Hi,
I run some barrier tests over device-mapper (which currently doesn't
support barrier bio at all) and even if I set barrier=1 in ext3 mount,
there is never any bio with barrier flag... (in 2.6.27-rc)
How is the barrier=1 flag supposed to work in ext3 (JBD) now?
See:
If you specify barrier=1, JFS_BARRIER flag is set in ext3_init_journal_params
journal->j_flags |= JFS_BARRIER;
Now, journal_write_commit_record is called and this happens:
if (journal->j_flags & JFS_BARRIER) {
set_buffer_ordered(bh);
barrier_done = 1;
}
ret = sync_dirty_buffer(bh);
if (barrier_done)
clear_buffer_ordered(bh);
if (ret == -EOPNOTSUPP && barrier_done) {
...
From this code I expect that EOPNOTSUPP is returned if barrier is not
supported (yes, that exactly does device-mapper now without barrier patches).
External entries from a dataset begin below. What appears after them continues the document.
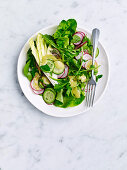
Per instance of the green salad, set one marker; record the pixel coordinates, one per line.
(59, 66)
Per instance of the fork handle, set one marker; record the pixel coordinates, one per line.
(95, 37)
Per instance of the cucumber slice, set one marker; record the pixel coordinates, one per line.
(45, 80)
(49, 96)
(59, 67)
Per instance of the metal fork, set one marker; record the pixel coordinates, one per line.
(91, 85)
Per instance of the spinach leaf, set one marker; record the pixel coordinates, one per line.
(26, 70)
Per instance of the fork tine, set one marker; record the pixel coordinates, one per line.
(90, 94)
(94, 87)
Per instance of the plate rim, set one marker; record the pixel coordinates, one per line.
(61, 115)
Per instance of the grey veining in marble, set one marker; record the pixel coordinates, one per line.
(29, 139)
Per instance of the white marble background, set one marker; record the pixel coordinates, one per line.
(30, 140)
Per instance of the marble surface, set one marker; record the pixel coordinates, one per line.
(29, 139)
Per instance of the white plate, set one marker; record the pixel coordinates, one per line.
(51, 110)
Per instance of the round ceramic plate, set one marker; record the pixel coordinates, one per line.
(51, 110)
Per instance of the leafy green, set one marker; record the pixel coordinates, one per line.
(49, 40)
(62, 42)
(69, 101)
(98, 77)
(26, 71)
(64, 32)
(30, 68)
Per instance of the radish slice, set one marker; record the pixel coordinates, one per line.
(38, 92)
(81, 37)
(80, 45)
(34, 85)
(86, 57)
(89, 63)
(65, 72)
(60, 75)
(82, 33)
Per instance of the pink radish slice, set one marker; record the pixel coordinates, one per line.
(80, 45)
(81, 38)
(82, 33)
(38, 92)
(86, 57)
(66, 72)
(60, 75)
(85, 51)
(32, 85)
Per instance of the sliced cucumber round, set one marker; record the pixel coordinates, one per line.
(45, 80)
(49, 95)
(59, 67)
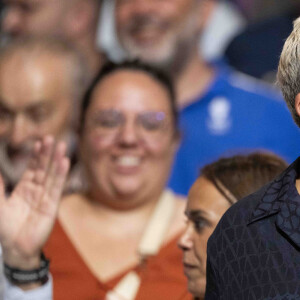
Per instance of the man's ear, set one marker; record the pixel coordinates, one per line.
(297, 104)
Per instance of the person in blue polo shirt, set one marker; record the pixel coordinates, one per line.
(222, 111)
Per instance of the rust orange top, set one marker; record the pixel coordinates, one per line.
(161, 279)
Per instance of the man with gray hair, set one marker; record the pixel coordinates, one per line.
(221, 111)
(254, 253)
(75, 21)
(41, 83)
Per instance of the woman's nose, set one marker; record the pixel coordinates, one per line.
(185, 241)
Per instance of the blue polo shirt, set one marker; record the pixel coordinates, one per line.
(237, 114)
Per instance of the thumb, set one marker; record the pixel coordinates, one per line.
(2, 189)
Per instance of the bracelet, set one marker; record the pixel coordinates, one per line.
(17, 276)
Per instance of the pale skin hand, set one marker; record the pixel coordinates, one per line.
(27, 216)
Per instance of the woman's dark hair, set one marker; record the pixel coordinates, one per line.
(238, 176)
(110, 67)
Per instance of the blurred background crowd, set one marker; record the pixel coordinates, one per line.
(216, 97)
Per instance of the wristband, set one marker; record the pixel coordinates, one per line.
(17, 276)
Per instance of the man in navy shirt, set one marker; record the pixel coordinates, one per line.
(254, 251)
(221, 112)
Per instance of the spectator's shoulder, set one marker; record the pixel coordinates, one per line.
(237, 216)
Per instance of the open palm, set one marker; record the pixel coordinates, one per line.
(27, 216)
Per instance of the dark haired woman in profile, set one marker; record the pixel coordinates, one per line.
(220, 184)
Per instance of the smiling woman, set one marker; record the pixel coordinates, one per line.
(220, 185)
(118, 239)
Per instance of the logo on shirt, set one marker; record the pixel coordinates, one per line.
(219, 120)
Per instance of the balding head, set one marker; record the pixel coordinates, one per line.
(164, 33)
(66, 19)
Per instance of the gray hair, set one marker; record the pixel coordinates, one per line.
(73, 62)
(288, 75)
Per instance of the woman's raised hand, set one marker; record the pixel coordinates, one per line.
(27, 216)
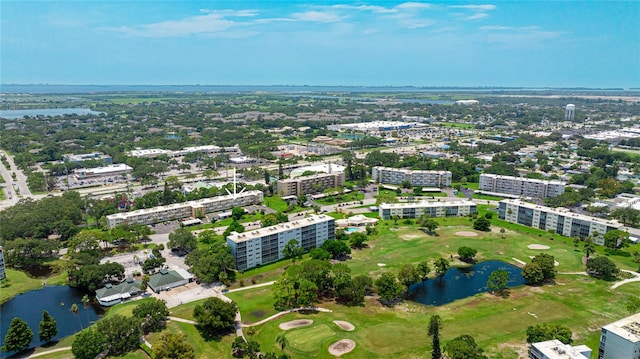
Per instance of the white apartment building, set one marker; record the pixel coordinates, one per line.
(188, 209)
(555, 349)
(397, 176)
(560, 220)
(621, 339)
(265, 245)
(520, 186)
(429, 208)
(310, 184)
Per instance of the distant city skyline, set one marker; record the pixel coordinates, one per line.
(322, 43)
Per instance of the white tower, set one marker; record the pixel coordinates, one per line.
(570, 112)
But it *never* happens because:
sync_dirty_buffer always calls
submit_bh(WRITE_SYNC, bh)
and in submit_bh is this test:
if (buffer_ordered(bh) && (rw == WRITE))
rw = WRITE_BARRIER;
but there is rw == WRITE_SYNC, not WRITE !
So the barrier flag for bio is never set and normal sync write
is performed.
Why it isn't done like in attached patch? Is it intentional or it is bug?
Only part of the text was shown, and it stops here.